A single protest will not suffice, and nor will protest which is not maintained and followed up by further action. While such action does not have to include either physical violence or the commencement of legal proceedings, nonetheless the landowner must continue to assert that the user is objected to and unlawful, and to take active steps to contest it. This course of action may not suit many landowners, who, particularly in the case of development land, may have very little involvement on the ground in any event. Moreover, for parties who live or work in close proximity to each other, the prospect of creating a contentious unfriendly relationship with one’s neighbours is, for obvious reasons, unattractive. On any view, contention will involve time, cost and worry.

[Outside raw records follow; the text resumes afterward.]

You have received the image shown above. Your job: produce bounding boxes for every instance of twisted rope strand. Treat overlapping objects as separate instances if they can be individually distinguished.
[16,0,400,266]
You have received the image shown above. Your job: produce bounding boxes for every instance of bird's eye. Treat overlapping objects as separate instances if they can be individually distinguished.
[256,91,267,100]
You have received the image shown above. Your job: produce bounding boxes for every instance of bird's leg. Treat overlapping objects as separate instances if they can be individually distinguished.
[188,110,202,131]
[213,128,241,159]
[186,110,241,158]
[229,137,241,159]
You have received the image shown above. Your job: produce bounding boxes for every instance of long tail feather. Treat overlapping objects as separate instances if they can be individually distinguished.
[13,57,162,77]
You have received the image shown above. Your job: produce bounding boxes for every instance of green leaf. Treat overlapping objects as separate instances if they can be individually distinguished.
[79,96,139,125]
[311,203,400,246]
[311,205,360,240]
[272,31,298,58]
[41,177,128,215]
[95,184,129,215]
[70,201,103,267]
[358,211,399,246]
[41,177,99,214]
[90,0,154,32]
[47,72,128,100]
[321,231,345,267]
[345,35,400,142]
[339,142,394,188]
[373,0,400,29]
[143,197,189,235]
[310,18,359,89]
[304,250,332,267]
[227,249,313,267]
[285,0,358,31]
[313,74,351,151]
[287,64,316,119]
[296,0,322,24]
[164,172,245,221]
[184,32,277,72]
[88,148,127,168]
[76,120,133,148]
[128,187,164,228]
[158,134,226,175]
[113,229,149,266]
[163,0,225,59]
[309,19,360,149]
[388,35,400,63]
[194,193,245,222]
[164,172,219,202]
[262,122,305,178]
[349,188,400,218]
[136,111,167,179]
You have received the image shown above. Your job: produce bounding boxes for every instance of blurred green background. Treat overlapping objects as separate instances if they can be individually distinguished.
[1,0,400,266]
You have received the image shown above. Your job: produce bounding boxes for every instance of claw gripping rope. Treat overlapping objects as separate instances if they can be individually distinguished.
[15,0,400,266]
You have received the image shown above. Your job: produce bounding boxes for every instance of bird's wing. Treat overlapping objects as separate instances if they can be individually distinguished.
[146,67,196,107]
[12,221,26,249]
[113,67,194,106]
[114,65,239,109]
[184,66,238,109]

A simpler route is simply to grant permission to the person who is parking the car. Just as user must not be contentious, it must also not be permissive (nec precario). Even unilateral granting of consent is sufficient to prevent the user being ‘as of right’, and therefore to prevent a claim based on prescription. A significant advantage of this approach is that permission given unilaterally can be withdrawn. So for example the freeholder owner of a block of offices, who notes that the neighbouring owners occasionally park in the office car park, can avoid conflict, solicitors’ letters and litigation simply by sending a letter confirming that the use has been noted and that for the time being the owner consents to it.
If ever the user becomes excessive, or the freeholder wishes to use the car park in a different way, permission can simply be withdrawn. Similarly, if the freehold is sold, express permission being no more than a licence will not bind the new owner. In the meantime friendly relations between neighbours can be maintained. Obviously neither contention nor consent will be relevant if twenty years’ user has already taken place; but in cases within the twenty years, or where the length of the user is not known, express permission may be the most effective means of preventing the acquisition of a right to park.
By Caroline Shea, barrister, Falcon Chambers.